Самый яркий свет
Шрифт:
— К Вашим услугам. Совет — держите свою необузданную ярость в стойле. Столичное общество многое прощает освещенным, но от этого нас не любят больше. Ваши поступки отразятся на всех. И передайте своему спутнику, что он долго не проживет, если будет распускать руки.
Луиза-Шарлотта скривилась, посмотрела на немца и кивнула.
— Мартин со мной с самого начала, он помог мне бежать. Но он невоспитан. Не благородный. Я воспитаю. Я пойду пить кофе. И Ваш счет я оплачу.
— Мой счет уже оплачен. Пойдете в зал, где каждый второй видел Вас полуголой?
— Мне
И резко развернулась.
Вот в чем я не сомневалась, так это в том, что подругами нам точно не стать.

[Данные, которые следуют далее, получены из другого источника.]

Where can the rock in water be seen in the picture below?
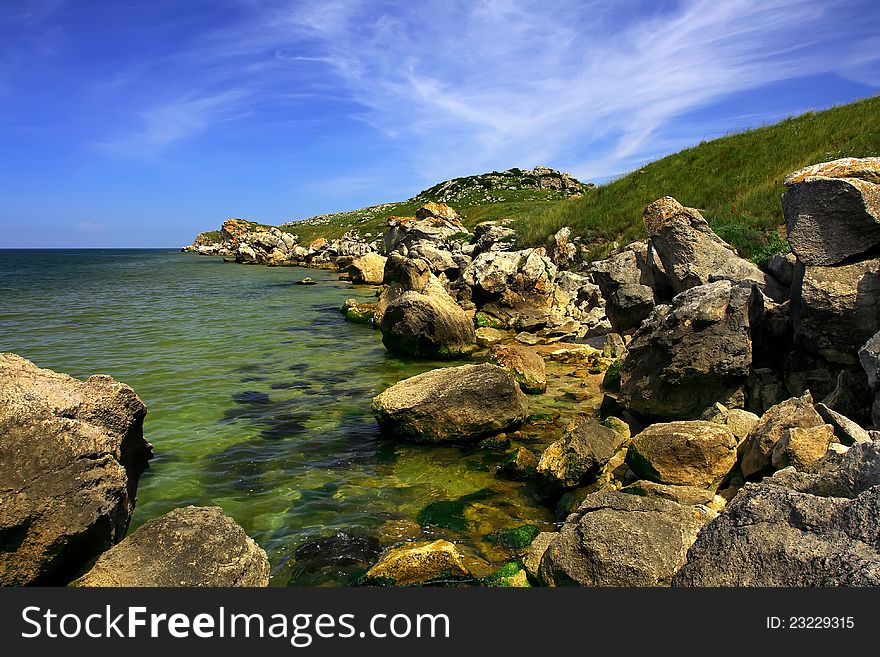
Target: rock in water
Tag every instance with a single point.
(696, 453)
(796, 529)
(71, 453)
(692, 254)
(453, 404)
(832, 210)
(190, 546)
(526, 366)
(427, 324)
(616, 539)
(689, 355)
(761, 441)
(368, 269)
(836, 310)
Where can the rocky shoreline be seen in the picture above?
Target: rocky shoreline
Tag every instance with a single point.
(736, 444)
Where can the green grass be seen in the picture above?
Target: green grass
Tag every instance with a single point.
(735, 181)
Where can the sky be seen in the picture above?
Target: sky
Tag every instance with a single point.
(138, 123)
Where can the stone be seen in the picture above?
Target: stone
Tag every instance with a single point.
(419, 563)
(832, 210)
(758, 447)
(189, 546)
(693, 255)
(71, 454)
(770, 535)
(368, 269)
(525, 364)
(585, 449)
(689, 453)
(453, 404)
(616, 539)
(537, 548)
(428, 324)
(691, 354)
(836, 310)
(845, 430)
(800, 448)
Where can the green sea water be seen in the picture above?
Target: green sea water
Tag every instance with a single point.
(259, 401)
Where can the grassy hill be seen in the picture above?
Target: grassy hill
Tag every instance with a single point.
(736, 182)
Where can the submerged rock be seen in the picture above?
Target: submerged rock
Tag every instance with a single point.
(190, 546)
(832, 210)
(453, 404)
(71, 453)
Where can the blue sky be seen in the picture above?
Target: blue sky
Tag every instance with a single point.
(142, 122)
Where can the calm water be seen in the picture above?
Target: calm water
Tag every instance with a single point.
(259, 401)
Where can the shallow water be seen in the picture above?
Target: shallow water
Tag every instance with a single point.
(259, 401)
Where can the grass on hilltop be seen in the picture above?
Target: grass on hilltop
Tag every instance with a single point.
(735, 181)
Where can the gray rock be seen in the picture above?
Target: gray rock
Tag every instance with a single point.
(616, 539)
(694, 453)
(190, 546)
(691, 354)
(71, 453)
(758, 448)
(832, 210)
(836, 310)
(580, 455)
(453, 404)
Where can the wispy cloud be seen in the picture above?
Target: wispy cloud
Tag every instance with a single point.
(471, 85)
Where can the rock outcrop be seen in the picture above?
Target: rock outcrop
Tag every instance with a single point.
(616, 539)
(692, 353)
(189, 546)
(454, 404)
(832, 210)
(71, 453)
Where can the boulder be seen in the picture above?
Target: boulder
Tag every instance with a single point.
(452, 404)
(368, 269)
(71, 453)
(689, 355)
(415, 564)
(693, 255)
(586, 449)
(836, 310)
(525, 364)
(695, 453)
(428, 324)
(832, 210)
(189, 546)
(757, 457)
(616, 539)
(770, 535)
(802, 447)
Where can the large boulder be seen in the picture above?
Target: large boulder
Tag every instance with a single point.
(189, 546)
(368, 269)
(832, 210)
(427, 324)
(695, 453)
(797, 529)
(617, 539)
(693, 353)
(525, 364)
(587, 448)
(757, 457)
(836, 310)
(692, 254)
(452, 404)
(71, 453)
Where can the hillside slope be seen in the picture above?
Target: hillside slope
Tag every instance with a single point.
(736, 181)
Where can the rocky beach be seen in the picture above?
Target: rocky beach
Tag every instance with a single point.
(672, 414)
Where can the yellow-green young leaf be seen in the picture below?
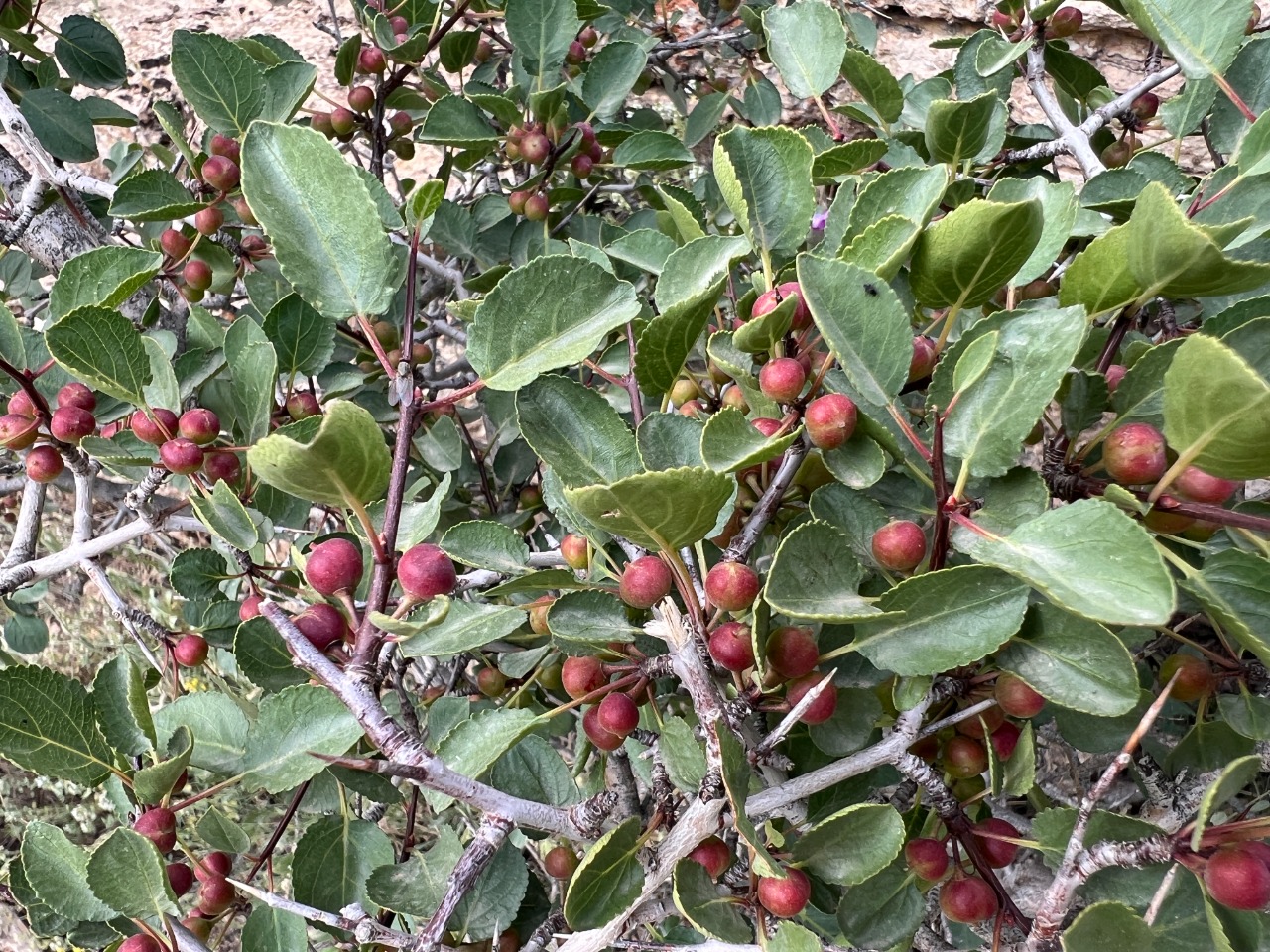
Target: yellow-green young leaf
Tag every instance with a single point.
(765, 177)
(345, 458)
(1072, 661)
(48, 725)
(1216, 411)
(1202, 39)
(607, 881)
(667, 509)
(807, 42)
(550, 312)
(851, 846)
(102, 348)
(575, 431)
(294, 725)
(320, 218)
(126, 871)
(1088, 557)
(968, 254)
(816, 575)
(944, 620)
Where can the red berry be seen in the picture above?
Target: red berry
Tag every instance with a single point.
(322, 625)
(792, 652)
(964, 757)
(222, 467)
(824, 707)
(928, 858)
(17, 431)
(70, 424)
(712, 853)
(783, 379)
(899, 546)
(425, 571)
(159, 826)
(45, 465)
(645, 581)
(190, 652)
(561, 862)
(77, 395)
(212, 866)
(181, 878)
(334, 566)
(1134, 454)
(730, 647)
(1016, 698)
(829, 419)
(182, 456)
(601, 738)
(157, 428)
(998, 852)
(1237, 879)
(968, 900)
(581, 675)
(221, 173)
(1199, 486)
(925, 357)
(208, 221)
(617, 714)
(733, 587)
(785, 897)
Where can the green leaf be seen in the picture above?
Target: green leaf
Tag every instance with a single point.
(466, 626)
(944, 620)
(765, 177)
(729, 442)
(294, 725)
(1216, 411)
(816, 575)
(270, 929)
(862, 321)
(575, 431)
(959, 131)
(851, 846)
(607, 881)
(992, 416)
(453, 121)
(122, 710)
(583, 622)
(333, 860)
(699, 901)
(969, 253)
(103, 276)
(1088, 557)
(63, 125)
(48, 725)
(225, 516)
(321, 220)
(1202, 40)
(347, 458)
(807, 44)
(218, 79)
(1107, 924)
(550, 312)
(1072, 661)
(56, 870)
(126, 871)
(874, 84)
(303, 339)
(667, 509)
(540, 32)
(90, 54)
(263, 656)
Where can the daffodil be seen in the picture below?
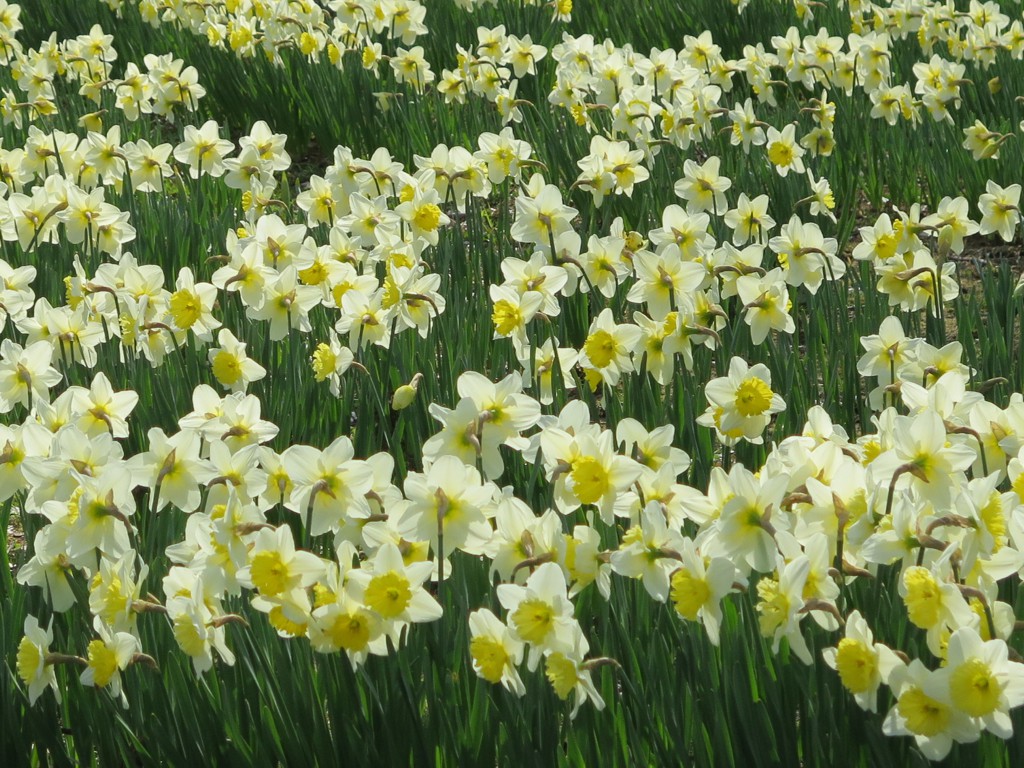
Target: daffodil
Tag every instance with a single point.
(35, 668)
(540, 612)
(231, 366)
(742, 402)
(999, 210)
(495, 651)
(926, 711)
(862, 664)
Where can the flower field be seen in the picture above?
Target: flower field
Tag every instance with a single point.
(511, 382)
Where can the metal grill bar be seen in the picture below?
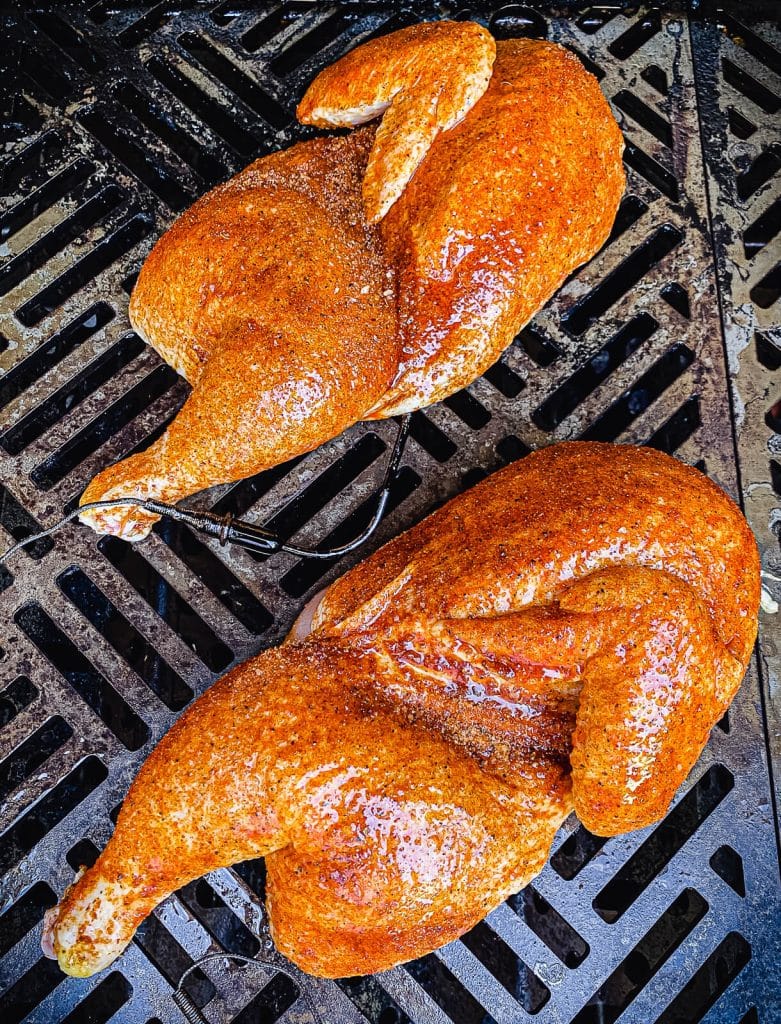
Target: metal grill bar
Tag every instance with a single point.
(117, 117)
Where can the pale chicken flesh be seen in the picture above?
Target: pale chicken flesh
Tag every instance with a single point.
(564, 635)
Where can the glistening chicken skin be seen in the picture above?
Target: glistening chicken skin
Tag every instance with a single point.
(564, 635)
(297, 301)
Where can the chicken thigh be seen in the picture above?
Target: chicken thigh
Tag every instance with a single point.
(370, 274)
(564, 635)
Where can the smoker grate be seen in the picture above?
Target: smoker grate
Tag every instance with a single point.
(116, 118)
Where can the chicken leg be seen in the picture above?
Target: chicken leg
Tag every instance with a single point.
(564, 634)
(294, 313)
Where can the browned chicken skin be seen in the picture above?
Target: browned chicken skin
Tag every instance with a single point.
(564, 634)
(294, 312)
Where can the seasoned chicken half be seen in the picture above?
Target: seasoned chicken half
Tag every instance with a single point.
(565, 634)
(295, 308)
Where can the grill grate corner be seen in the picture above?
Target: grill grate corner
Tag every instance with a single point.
(115, 117)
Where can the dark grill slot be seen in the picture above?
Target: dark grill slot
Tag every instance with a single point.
(630, 212)
(505, 380)
(26, 913)
(537, 346)
(739, 125)
(729, 865)
(32, 754)
(656, 78)
(100, 123)
(678, 428)
(167, 602)
(264, 30)
(677, 297)
(747, 40)
(219, 921)
(226, 72)
(445, 989)
(768, 291)
(315, 496)
(297, 581)
(615, 285)
(89, 439)
(511, 449)
(646, 958)
(637, 398)
(312, 42)
(125, 638)
(32, 988)
(16, 520)
(101, 256)
(92, 687)
(497, 957)
(568, 396)
(651, 170)
(431, 438)
(219, 118)
(635, 37)
(68, 397)
(373, 1000)
(165, 127)
(468, 409)
(69, 40)
(84, 854)
(668, 837)
(763, 230)
(52, 351)
(722, 967)
(120, 115)
(575, 852)
(514, 20)
(33, 164)
(240, 601)
(172, 961)
(57, 187)
(548, 925)
(55, 240)
(50, 809)
(758, 173)
(271, 1003)
(739, 79)
(102, 1003)
(645, 116)
(15, 697)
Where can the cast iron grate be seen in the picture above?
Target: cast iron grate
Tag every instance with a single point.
(116, 117)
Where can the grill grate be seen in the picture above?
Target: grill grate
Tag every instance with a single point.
(116, 118)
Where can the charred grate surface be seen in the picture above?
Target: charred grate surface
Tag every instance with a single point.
(115, 118)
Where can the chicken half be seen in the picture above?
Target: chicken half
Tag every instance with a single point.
(564, 635)
(363, 275)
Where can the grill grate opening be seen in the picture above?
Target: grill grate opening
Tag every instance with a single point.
(119, 116)
(665, 841)
(103, 1001)
(90, 684)
(724, 965)
(648, 956)
(167, 602)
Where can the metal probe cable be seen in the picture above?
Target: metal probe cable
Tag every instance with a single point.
(230, 530)
(193, 1015)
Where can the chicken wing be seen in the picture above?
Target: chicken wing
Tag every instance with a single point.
(294, 314)
(564, 634)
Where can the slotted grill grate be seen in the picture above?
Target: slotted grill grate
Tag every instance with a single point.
(116, 119)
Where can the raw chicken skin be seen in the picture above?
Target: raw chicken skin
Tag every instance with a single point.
(564, 635)
(294, 312)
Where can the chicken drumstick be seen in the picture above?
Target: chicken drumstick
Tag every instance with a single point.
(564, 634)
(294, 312)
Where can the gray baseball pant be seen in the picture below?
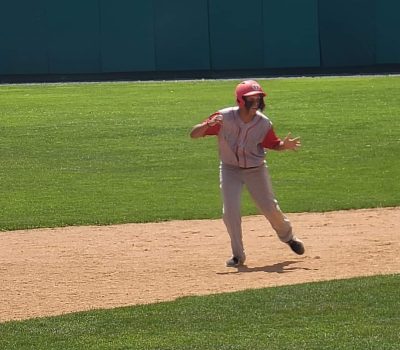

Ненависть оставляла шлейф за крепкой фигурой немки.
Ненависть цвета Тьмы.
— Это было необычно, — задумчиво сказал подошедший Аслан, глядя вслед удаляющейся герцогине. — Не хотел бы я оказаться Вашим врагом.
— Я так и не понял, что произошло, — добавил Андрей. — Ваша Светлость, показалось сначала, что разделает она Вас, нашинкует как капусту. Никогда не видел, чтобы так быстро двигались.
Я кивнула:
— У нее талант интересный. Озаряет свое тело.
— Берегитесь эту дамочку, — задумчиво продолжил полицейский. — Она, когда уходила, своему сказала, что еще покажет этой русской… кхм… суке.
— Могу поверить, — согласилась я. — Умеете понимать немецкий?
— И говорить. Я рос рядом с немецкой слободой, еще в детстве выучил. И друзья из немчуры были, говорил с ними, как с Вами.
— У Вас дар страшный какой-то, — вставил свое слово Аслан. — Как на стену каменную наткнулась. Не просветите? Если тайна, то пойму, но хотелось бы знать, чтобы свою службу лучше нести.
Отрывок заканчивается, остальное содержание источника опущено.